Venezuela took a technological step forward in the end of 2008 when it launched its first satellite, the “Simon Bolivar”, with the assistance of experts from the Chinese Academy of Space Technology.
The satellite is managed by the state-owned telecommunications company, CANTV, and it shares Uruguay’s orbit as the result of an agreement between the Venezuelan and Uruguayan governments.
Venezuela has used the satellite to expand public access to telecommunications, including a 20% increase in Internet connections over the past year, as well as to enhance public medical services and promote Latin American integration.
Also, more than one thousand Venezuelans have studied satellite technology in higher education programs in China, India, Brazil, and France as the result of bilateral accords with those countries.
Public universities including the National Experimental University of the Armed Forces (UNEFA) and the Bolivarian University of Venezuela (UBV) have incorporated GIS workshops into their respective curriculums.

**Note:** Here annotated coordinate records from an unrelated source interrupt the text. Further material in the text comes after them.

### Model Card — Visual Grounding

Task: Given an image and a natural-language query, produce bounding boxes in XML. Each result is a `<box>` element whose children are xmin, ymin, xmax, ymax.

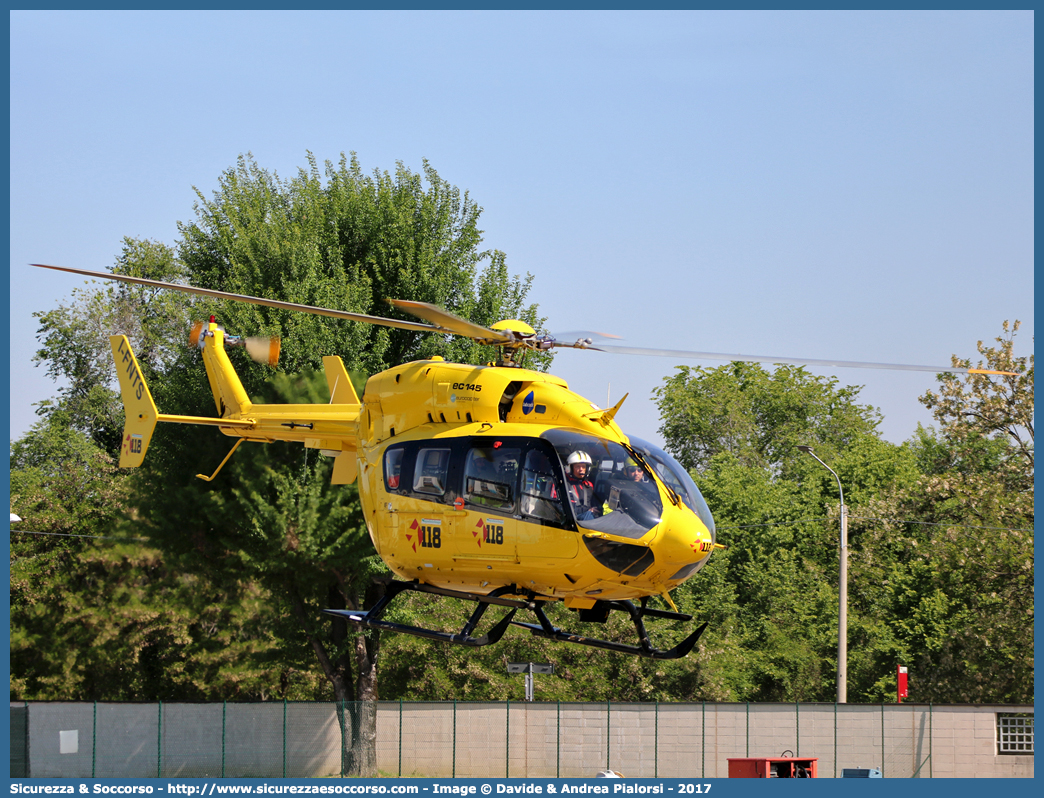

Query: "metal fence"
<box><xmin>11</xmin><ymin>701</ymin><xmax>1033</xmax><ymax>778</ymax></box>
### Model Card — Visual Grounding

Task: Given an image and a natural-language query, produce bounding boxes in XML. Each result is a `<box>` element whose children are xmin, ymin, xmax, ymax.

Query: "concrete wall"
<box><xmin>13</xmin><ymin>702</ymin><xmax>1034</xmax><ymax>778</ymax></box>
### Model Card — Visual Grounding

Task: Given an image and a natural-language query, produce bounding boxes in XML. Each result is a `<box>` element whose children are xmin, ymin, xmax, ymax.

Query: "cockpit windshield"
<box><xmin>542</xmin><ymin>429</ymin><xmax>663</xmax><ymax>538</ymax></box>
<box><xmin>631</xmin><ymin>438</ymin><xmax>714</xmax><ymax>535</ymax></box>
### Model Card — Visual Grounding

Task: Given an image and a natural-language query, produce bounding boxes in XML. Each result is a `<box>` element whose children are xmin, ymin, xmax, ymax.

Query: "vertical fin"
<box><xmin>109</xmin><ymin>335</ymin><xmax>159</xmax><ymax>468</ymax></box>
<box><xmin>323</xmin><ymin>355</ymin><xmax>359</xmax><ymax>404</ymax></box>
<box><xmin>203</xmin><ymin>322</ymin><xmax>254</xmax><ymax>419</ymax></box>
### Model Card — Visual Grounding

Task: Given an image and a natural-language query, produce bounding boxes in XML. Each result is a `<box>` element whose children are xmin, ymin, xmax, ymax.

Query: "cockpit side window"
<box><xmin>464</xmin><ymin>446</ymin><xmax>522</xmax><ymax>512</ymax></box>
<box><xmin>413</xmin><ymin>448</ymin><xmax>450</xmax><ymax>496</ymax></box>
<box><xmin>384</xmin><ymin>446</ymin><xmax>405</xmax><ymax>493</ymax></box>
<box><xmin>521</xmin><ymin>442</ymin><xmax>567</xmax><ymax>526</ymax></box>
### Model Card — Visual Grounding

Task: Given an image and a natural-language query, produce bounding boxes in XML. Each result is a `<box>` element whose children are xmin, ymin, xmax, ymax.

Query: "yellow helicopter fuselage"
<box><xmin>112</xmin><ymin>323</ymin><xmax>714</xmax><ymax>609</ymax></box>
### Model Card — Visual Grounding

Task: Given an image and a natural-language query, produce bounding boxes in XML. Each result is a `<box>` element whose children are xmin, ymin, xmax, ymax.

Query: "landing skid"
<box><xmin>324</xmin><ymin>581</ymin><xmax>707</xmax><ymax>659</ymax></box>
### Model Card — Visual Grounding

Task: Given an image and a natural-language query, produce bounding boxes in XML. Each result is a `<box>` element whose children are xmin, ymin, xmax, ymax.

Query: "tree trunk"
<box><xmin>348</xmin><ymin>582</ymin><xmax>385</xmax><ymax>777</ymax></box>
<box><xmin>289</xmin><ymin>583</ymin><xmax>385</xmax><ymax>778</ymax></box>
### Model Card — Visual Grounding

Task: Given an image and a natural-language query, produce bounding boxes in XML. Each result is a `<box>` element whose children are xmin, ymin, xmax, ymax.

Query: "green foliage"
<box><xmin>657</xmin><ymin>330</ymin><xmax>1034</xmax><ymax>703</ymax></box>
<box><xmin>180</xmin><ymin>154</ymin><xmax>549</xmax><ymax>391</ymax></box>
<box><xmin>654</xmin><ymin>362</ymin><xmax>880</xmax><ymax>473</ymax></box>
<box><xmin>33</xmin><ymin>238</ymin><xmax>191</xmax><ymax>455</ymax></box>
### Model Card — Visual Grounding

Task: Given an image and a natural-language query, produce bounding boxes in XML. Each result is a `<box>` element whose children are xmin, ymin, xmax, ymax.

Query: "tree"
<box><xmin>654</xmin><ymin>362</ymin><xmax>880</xmax><ymax>473</ymax></box>
<box><xmin>851</xmin><ymin>322</ymin><xmax>1034</xmax><ymax>703</ymax></box>
<box><xmin>119</xmin><ymin>155</ymin><xmax>547</xmax><ymax>773</ymax></box>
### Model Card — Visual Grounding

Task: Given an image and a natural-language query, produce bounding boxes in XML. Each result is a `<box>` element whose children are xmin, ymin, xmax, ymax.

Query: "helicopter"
<box><xmin>32</xmin><ymin>264</ymin><xmax>1007</xmax><ymax>659</ymax></box>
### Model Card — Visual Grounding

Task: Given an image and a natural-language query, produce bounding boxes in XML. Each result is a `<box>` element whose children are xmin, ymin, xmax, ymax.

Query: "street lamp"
<box><xmin>798</xmin><ymin>446</ymin><xmax>848</xmax><ymax>704</ymax></box>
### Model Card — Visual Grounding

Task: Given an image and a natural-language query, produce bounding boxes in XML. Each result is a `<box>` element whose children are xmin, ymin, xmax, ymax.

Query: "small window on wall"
<box><xmin>464</xmin><ymin>446</ymin><xmax>522</xmax><ymax>510</ymax></box>
<box><xmin>413</xmin><ymin>449</ymin><xmax>450</xmax><ymax>496</ymax></box>
<box><xmin>384</xmin><ymin>446</ymin><xmax>403</xmax><ymax>492</ymax></box>
<box><xmin>997</xmin><ymin>712</ymin><xmax>1034</xmax><ymax>756</ymax></box>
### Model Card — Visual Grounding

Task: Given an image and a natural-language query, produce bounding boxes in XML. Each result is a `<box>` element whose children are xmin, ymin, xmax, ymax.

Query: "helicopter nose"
<box><xmin>657</xmin><ymin>508</ymin><xmax>714</xmax><ymax>578</ymax></box>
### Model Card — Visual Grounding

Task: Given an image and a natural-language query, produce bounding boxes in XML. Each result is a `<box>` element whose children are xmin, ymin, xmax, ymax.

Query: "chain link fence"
<box><xmin>11</xmin><ymin>701</ymin><xmax>1033</xmax><ymax>778</ymax></box>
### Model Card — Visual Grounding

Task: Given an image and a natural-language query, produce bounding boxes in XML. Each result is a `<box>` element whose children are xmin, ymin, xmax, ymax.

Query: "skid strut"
<box><xmin>324</xmin><ymin>580</ymin><xmax>707</xmax><ymax>659</ymax></box>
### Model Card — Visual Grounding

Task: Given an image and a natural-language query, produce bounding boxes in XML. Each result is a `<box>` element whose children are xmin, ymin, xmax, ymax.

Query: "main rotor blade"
<box><xmin>388</xmin><ymin>299</ymin><xmax>513</xmax><ymax>344</ymax></box>
<box><xmin>589</xmin><ymin>344</ymin><xmax>1017</xmax><ymax>376</ymax></box>
<box><xmin>29</xmin><ymin>263</ymin><xmax>440</xmax><ymax>334</ymax></box>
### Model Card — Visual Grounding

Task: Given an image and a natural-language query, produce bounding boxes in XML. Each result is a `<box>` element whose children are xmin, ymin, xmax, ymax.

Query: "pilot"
<box><xmin>566</xmin><ymin>450</ymin><xmax>602</xmax><ymax>521</ymax></box>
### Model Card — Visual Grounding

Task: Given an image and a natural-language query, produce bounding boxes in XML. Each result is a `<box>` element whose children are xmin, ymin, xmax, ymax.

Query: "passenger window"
<box><xmin>413</xmin><ymin>449</ymin><xmax>450</xmax><ymax>496</ymax></box>
<box><xmin>522</xmin><ymin>449</ymin><xmax>566</xmax><ymax>524</ymax></box>
<box><xmin>384</xmin><ymin>446</ymin><xmax>403</xmax><ymax>492</ymax></box>
<box><xmin>464</xmin><ymin>446</ymin><xmax>522</xmax><ymax>510</ymax></box>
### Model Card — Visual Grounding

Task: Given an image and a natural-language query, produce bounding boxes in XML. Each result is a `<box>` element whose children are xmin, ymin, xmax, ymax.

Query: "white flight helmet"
<box><xmin>566</xmin><ymin>451</ymin><xmax>591</xmax><ymax>466</ymax></box>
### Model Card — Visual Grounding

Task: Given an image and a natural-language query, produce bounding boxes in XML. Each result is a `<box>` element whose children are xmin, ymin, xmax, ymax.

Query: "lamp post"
<box><xmin>798</xmin><ymin>446</ymin><xmax>848</xmax><ymax>704</ymax></box>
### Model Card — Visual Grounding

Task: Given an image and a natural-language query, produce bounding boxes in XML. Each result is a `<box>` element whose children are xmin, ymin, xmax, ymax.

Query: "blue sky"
<box><xmin>10</xmin><ymin>11</ymin><xmax>1034</xmax><ymax>443</ymax></box>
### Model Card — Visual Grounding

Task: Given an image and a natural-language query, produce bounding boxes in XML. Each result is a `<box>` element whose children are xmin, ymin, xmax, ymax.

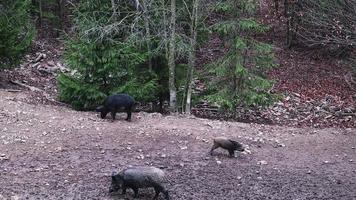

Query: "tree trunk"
<box><xmin>57</xmin><ymin>0</ymin><xmax>65</xmax><ymax>37</ymax></box>
<box><xmin>142</xmin><ymin>0</ymin><xmax>152</xmax><ymax>72</ymax></box>
<box><xmin>168</xmin><ymin>0</ymin><xmax>177</xmax><ymax>112</ymax></box>
<box><xmin>38</xmin><ymin>0</ymin><xmax>43</xmax><ymax>28</ymax></box>
<box><xmin>185</xmin><ymin>0</ymin><xmax>199</xmax><ymax>114</ymax></box>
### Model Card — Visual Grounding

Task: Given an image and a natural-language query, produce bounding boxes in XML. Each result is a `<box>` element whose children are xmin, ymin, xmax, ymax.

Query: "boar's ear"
<box><xmin>111</xmin><ymin>172</ymin><xmax>117</xmax><ymax>181</ymax></box>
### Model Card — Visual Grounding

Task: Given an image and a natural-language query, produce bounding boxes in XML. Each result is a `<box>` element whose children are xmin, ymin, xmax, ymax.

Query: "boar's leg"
<box><xmin>229</xmin><ymin>149</ymin><xmax>235</xmax><ymax>157</ymax></box>
<box><xmin>132</xmin><ymin>187</ymin><xmax>138</xmax><ymax>198</ymax></box>
<box><xmin>153</xmin><ymin>185</ymin><xmax>164</xmax><ymax>199</ymax></box>
<box><xmin>126</xmin><ymin>107</ymin><xmax>131</xmax><ymax>121</ymax></box>
<box><xmin>210</xmin><ymin>142</ymin><xmax>219</xmax><ymax>155</ymax></box>
<box><xmin>110</xmin><ymin>111</ymin><xmax>116</xmax><ymax>121</ymax></box>
<box><xmin>122</xmin><ymin>185</ymin><xmax>126</xmax><ymax>194</ymax></box>
<box><xmin>153</xmin><ymin>184</ymin><xmax>169</xmax><ymax>200</ymax></box>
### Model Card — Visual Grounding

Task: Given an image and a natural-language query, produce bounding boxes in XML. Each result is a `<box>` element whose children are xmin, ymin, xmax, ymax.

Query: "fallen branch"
<box><xmin>2</xmin><ymin>89</ymin><xmax>22</xmax><ymax>92</ymax></box>
<box><xmin>10</xmin><ymin>80</ymin><xmax>44</xmax><ymax>92</ymax></box>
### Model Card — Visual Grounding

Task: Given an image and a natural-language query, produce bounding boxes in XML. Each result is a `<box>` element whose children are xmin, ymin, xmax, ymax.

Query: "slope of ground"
<box><xmin>0</xmin><ymin>91</ymin><xmax>356</xmax><ymax>200</ymax></box>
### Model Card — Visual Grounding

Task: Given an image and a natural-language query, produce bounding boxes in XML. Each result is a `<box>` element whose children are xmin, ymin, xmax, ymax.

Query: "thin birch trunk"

Over the past three years, Chinese and Venezuelan experts in conjunction with the Bolivarian Agency for Space Activity have been drawing up blueprints for the construction of a satellite factory in Venezuela scheduled tentatively for the year 2013.
These projects are based on the government’s policy of transitioning toward “technological sovereignty” and ending the nation’s dependence on advanced technologies produced outside of Venezuela and Latin America.